Border Patrol tries to keep tabs on unguarded back roads | MassCops

Border Patrol tries to keep tabs on unguarded back roads

Discussion in 'Illegal Immigration Issues' started by kwflatbed, Oct 8, 2007.

  1. kwflatbed

    kwflatbed MassCops Angel Staff Member


    Toby Talbot/The Associated Press

    U.S. Border Patrol Supervisor Brad Curtis stands at an unmanned border crossing in Alburgh, Vt., on Thursday. There are about a dozen unmarked back roads between Vermont and Quebec and many more across the 3,987-mile U.S.-Canadian border.

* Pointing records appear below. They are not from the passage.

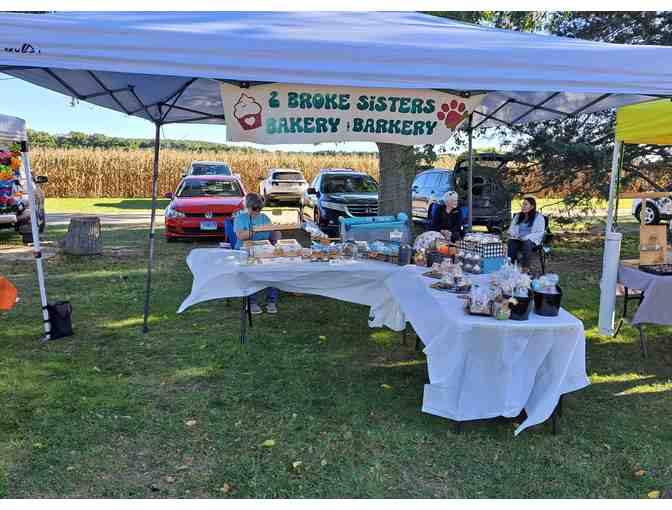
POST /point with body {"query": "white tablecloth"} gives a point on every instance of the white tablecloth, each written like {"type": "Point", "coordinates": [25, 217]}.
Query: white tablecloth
{"type": "Point", "coordinates": [482, 368]}
{"type": "Point", "coordinates": [358, 282]}
{"type": "Point", "coordinates": [655, 307]}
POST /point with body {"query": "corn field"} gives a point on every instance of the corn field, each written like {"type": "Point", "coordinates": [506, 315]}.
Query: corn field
{"type": "Point", "coordinates": [127, 173]}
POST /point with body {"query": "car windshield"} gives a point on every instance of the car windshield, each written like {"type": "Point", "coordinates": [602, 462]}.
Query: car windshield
{"type": "Point", "coordinates": [198, 188]}
{"type": "Point", "coordinates": [349, 184]}
{"type": "Point", "coordinates": [205, 169]}
{"type": "Point", "coordinates": [287, 176]}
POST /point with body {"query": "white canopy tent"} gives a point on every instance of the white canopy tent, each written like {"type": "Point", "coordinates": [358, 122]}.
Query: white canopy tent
{"type": "Point", "coordinates": [13, 130]}
{"type": "Point", "coordinates": [164, 67]}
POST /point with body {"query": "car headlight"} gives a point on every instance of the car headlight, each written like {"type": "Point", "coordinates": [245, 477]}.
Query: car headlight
{"type": "Point", "coordinates": [334, 206]}
{"type": "Point", "coordinates": [174, 213]}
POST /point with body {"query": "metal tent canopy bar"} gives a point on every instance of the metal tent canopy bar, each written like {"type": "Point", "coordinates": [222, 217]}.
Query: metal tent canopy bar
{"type": "Point", "coordinates": [165, 67]}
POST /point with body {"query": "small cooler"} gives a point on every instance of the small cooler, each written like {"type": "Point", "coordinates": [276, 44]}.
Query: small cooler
{"type": "Point", "coordinates": [376, 228]}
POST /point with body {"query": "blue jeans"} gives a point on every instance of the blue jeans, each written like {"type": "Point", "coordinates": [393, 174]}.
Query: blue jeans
{"type": "Point", "coordinates": [520, 251]}
{"type": "Point", "coordinates": [271, 296]}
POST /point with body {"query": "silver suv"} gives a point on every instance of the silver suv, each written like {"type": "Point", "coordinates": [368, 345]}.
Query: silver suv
{"type": "Point", "coordinates": [17, 216]}
{"type": "Point", "coordinates": [656, 209]}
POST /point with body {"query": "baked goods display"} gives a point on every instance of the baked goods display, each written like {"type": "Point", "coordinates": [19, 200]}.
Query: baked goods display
{"type": "Point", "coordinates": [481, 253]}
{"type": "Point", "coordinates": [263, 252]}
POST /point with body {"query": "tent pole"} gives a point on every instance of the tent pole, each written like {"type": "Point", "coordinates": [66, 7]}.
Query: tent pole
{"type": "Point", "coordinates": [611, 255]}
{"type": "Point", "coordinates": [150, 260]}
{"type": "Point", "coordinates": [470, 130]}
{"type": "Point", "coordinates": [615, 169]}
{"type": "Point", "coordinates": [37, 250]}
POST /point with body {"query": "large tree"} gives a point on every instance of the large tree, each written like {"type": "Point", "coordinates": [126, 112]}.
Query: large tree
{"type": "Point", "coordinates": [567, 157]}
{"type": "Point", "coordinates": [571, 157]}
{"type": "Point", "coordinates": [398, 164]}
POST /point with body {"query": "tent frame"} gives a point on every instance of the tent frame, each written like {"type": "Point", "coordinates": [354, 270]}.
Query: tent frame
{"type": "Point", "coordinates": [169, 103]}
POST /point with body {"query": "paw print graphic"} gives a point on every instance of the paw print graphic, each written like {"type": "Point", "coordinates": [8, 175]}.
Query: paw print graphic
{"type": "Point", "coordinates": [452, 113]}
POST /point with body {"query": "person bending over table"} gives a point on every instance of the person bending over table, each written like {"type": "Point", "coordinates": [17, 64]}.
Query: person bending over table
{"type": "Point", "coordinates": [448, 218]}
{"type": "Point", "coordinates": [525, 233]}
{"type": "Point", "coordinates": [243, 224]}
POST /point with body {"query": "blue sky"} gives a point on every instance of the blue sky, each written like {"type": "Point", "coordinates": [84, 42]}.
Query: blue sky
{"type": "Point", "coordinates": [45, 110]}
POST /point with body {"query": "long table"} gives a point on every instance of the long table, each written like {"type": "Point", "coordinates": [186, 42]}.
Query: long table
{"type": "Point", "coordinates": [483, 368]}
{"type": "Point", "coordinates": [478, 367]}
{"type": "Point", "coordinates": [359, 282]}
{"type": "Point", "coordinates": [655, 307]}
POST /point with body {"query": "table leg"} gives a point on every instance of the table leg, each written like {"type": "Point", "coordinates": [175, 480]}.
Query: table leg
{"type": "Point", "coordinates": [642, 340]}
{"type": "Point", "coordinates": [243, 321]}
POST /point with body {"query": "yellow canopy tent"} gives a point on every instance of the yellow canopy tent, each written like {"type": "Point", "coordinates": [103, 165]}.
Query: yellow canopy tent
{"type": "Point", "coordinates": [641, 123]}
{"type": "Point", "coordinates": [649, 123]}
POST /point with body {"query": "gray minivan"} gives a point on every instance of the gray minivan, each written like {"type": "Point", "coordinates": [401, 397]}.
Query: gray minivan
{"type": "Point", "coordinates": [492, 200]}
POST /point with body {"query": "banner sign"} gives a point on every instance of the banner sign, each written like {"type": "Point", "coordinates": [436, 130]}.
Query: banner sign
{"type": "Point", "coordinates": [276, 114]}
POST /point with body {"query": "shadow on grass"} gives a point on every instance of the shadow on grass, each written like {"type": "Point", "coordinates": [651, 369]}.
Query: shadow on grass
{"type": "Point", "coordinates": [144, 204]}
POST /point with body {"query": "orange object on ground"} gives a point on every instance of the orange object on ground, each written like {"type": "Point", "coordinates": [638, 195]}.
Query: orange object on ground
{"type": "Point", "coordinates": [8, 295]}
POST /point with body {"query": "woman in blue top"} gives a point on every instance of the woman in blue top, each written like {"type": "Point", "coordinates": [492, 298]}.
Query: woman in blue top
{"type": "Point", "coordinates": [525, 233]}
{"type": "Point", "coordinates": [244, 223]}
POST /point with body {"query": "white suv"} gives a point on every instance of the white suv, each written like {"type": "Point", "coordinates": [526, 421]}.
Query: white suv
{"type": "Point", "coordinates": [656, 209]}
{"type": "Point", "coordinates": [283, 185]}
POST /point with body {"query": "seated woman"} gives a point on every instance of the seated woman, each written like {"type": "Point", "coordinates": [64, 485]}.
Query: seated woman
{"type": "Point", "coordinates": [525, 233]}
{"type": "Point", "coordinates": [243, 224]}
{"type": "Point", "coordinates": [448, 218]}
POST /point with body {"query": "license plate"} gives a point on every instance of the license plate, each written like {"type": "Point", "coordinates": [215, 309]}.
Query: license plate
{"type": "Point", "coordinates": [208, 225]}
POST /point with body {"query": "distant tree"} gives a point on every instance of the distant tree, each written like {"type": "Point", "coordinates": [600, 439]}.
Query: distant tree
{"type": "Point", "coordinates": [572, 157]}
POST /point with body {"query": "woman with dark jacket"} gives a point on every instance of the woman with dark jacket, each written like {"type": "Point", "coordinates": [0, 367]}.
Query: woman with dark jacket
{"type": "Point", "coordinates": [525, 233]}
{"type": "Point", "coordinates": [448, 218]}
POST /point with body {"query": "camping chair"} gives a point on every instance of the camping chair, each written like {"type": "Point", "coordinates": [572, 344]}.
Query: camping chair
{"type": "Point", "coordinates": [232, 239]}
{"type": "Point", "coordinates": [631, 295]}
{"type": "Point", "coordinates": [544, 249]}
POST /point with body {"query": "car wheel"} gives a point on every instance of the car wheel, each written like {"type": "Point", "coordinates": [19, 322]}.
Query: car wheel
{"type": "Point", "coordinates": [651, 214]}
{"type": "Point", "coordinates": [41, 222]}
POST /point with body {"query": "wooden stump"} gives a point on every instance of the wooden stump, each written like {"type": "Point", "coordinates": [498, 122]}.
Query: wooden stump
{"type": "Point", "coordinates": [83, 237]}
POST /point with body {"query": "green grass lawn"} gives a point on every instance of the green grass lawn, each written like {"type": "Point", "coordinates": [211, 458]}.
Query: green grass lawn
{"type": "Point", "coordinates": [184, 411]}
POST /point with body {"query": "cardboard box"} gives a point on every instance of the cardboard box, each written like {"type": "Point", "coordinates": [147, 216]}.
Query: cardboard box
{"type": "Point", "coordinates": [652, 244]}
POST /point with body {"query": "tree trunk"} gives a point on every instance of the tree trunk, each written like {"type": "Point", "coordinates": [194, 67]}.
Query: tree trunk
{"type": "Point", "coordinates": [397, 171]}
{"type": "Point", "coordinates": [83, 237]}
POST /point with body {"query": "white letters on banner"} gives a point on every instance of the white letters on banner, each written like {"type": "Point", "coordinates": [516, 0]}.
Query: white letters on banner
{"type": "Point", "coordinates": [276, 114]}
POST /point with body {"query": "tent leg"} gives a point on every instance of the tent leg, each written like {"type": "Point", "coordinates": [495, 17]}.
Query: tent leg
{"type": "Point", "coordinates": [37, 250]}
{"type": "Point", "coordinates": [150, 260]}
{"type": "Point", "coordinates": [615, 170]}
{"type": "Point", "coordinates": [470, 131]}
{"type": "Point", "coordinates": [611, 255]}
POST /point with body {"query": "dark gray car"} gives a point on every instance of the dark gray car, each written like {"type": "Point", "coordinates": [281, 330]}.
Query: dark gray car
{"type": "Point", "coordinates": [491, 199]}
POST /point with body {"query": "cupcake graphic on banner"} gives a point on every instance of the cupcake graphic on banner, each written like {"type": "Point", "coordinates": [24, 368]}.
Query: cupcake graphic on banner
{"type": "Point", "coordinates": [248, 112]}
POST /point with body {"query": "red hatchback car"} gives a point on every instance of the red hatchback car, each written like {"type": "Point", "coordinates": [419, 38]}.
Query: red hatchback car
{"type": "Point", "coordinates": [201, 204]}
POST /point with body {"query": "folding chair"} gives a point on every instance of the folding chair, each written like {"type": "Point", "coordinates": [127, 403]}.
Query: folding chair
{"type": "Point", "coordinates": [232, 239]}
{"type": "Point", "coordinates": [544, 249]}
{"type": "Point", "coordinates": [631, 295]}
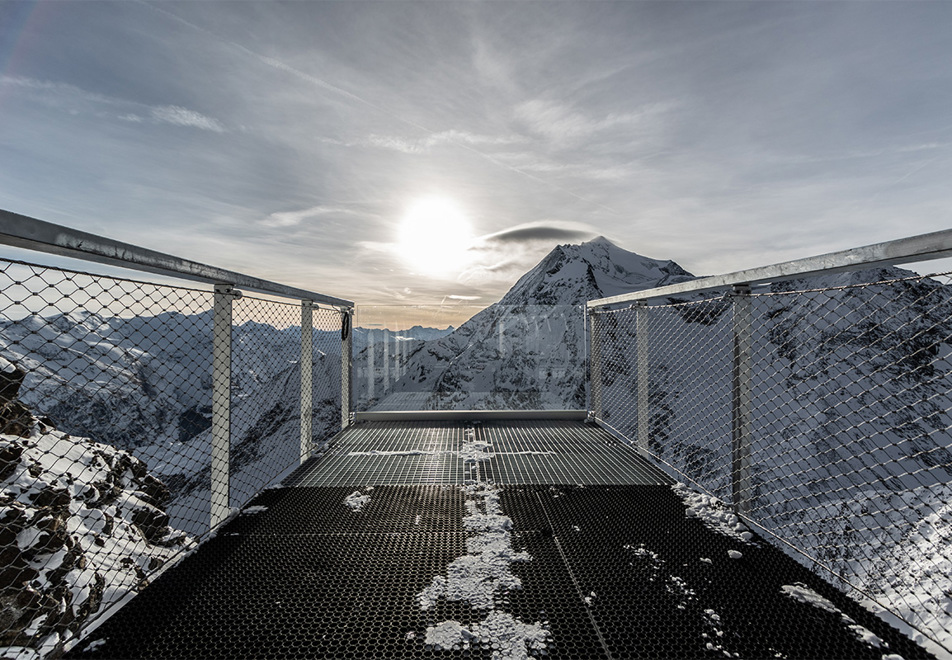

    Associated Press writer
    October 08, 2007 6:00 AM
    ALBURGH, Vt. — The United States ends where Blair Road becomes "Chemin 4eme Concession," Noyan, Quebec, but for someone headed north on the gravel road there is nothing to mark the divide other than two unobtrusive signs and a broken down border marker hidden in a ditch.
    There are cameras and sensors to alert the Border Patrol when southbound people enter the United States, but nothing to stop them physically from making the 2- or 3- mile dash onto U.S. Route 2 and disappearing.
    Most of the traffic is local and legal. But smugglers — going north and south — know the roads are unguarded. In August, a Border Patrol agent had to fire his weapon at a car he had stopped not far from Blair Road that had tried to run him down before fleeing back into Quebec.
    "There's a lot more going on out here than people realize," said U.S. Border Patrol Supervisor Bradley Curtis.
    There are about a dozen similar unmarked back roads between Vermont and Quebec and many more across the 3,987-mile U.S.-Canadian border. In the age when the United States is trying to secure its borders against illegal immigrants and potential terrorists, some see the challenges as a direct threat to national security.
    Last week the General Accounting Office released a report in Washington about the security of the U.S.-Canadian border. As part of some of the tests, investigators carried a red duffel bag across the border simulating radioactive material that could be brought into the United States by a terrorist.
    In others, they walked back and forth across the border where roads in the United States and Canada were only separated by a few feet, but they weren't approached by Border Patrol agents.
    "That border is so long, frankly, the security on that border has really not increased too much since the French and Indian War," John Cooney, the GAO's assistant director for forensic audits and special investigations, said Sept. 27 during testimony before the Senate Finance Committee in Washington.
    At the same hearing, Border Patrol Deputy Chief Ronald Colburn didn't question the accuracy of the GAO report. "I'm satisfied that they were accurate in finding that there are still vulnerabilities along our border," Colburn said.
    At the hearing, Colburn said an additional 200 agents were being sent to the Canadian border. The additional staffing would be coupled with additional technology such as remote sensor equipment and cameras and infrastructure.
    Curtis referred questions about the GAO report to Border Patrol headquarters. But agents in northern Vermont, upstate New York and New Hampshire have long known the challenges of closing a border that for generations has been almost invisible.
    The agents in the Swanton sector, which runs from Ogdensburg, N.Y., 295 miles east to the Maine-New Hampshire line, regularly catch illegal immigrants from all over the world and drug smugglers moving contraband into the United States.
    "There are quite a few little back roads," Curtis said.
    It's not like the U.S.-Mexican border where agents can apprehend scores of people a night. On the northern border, agents can go days or even weeks without detecting any illegal activity, but it's out there.
    And in Vermont and New York, contraband crosses the border in both directions.
    Royal Canadian Mounted Police Sgt. Michael Harvey, of the Cornwall, Ontario, detachment, said the most prevalent item carried by northbound smugglers were cigarettes meant to avoid Canada's steep tobacco taxes. The illegal tobacco, in turn, finances marijuana smuggling into the United States, Harvey said.
    The emphasis on northern border security increased after the Sept. 11, 2001, attacks on the United States. The number of agents almost tripled to about 1,000, but the agents still can't be everywhere at once.
    But the new emphasis on securing the border is running into generations of local tradition that barely acknowledged the existence of the borders.
    In Derby Line, people are upset at plans to close a series of residential streets that cross the line. But Border Patrol officials say illegal border crossers have learned to use those streets as a route into the United States.
    Alburgh, a spit of land surrounded in the United States by Lake Champlain, is a warren of unmarked back roads in farm country that link the two countries. Once onto the pavement, it's a short drive to Interstates 89 in Vermont or 87 in New York.
    In the August case, the Border Patrol surveillance equipment spotted the vehicle enter the United States without stopping at about 2 a.m. on Aug. 30. An agent was dispatched to investigate stopped the vehicle, but as he approached it, the car turned around and almost ran him over before fleeing back to Canada, prompting him to fire his weapon.
    Curtis said there appeared to be more than one person in the car. It's not known if the vehicle was hit or anyone in it wounded.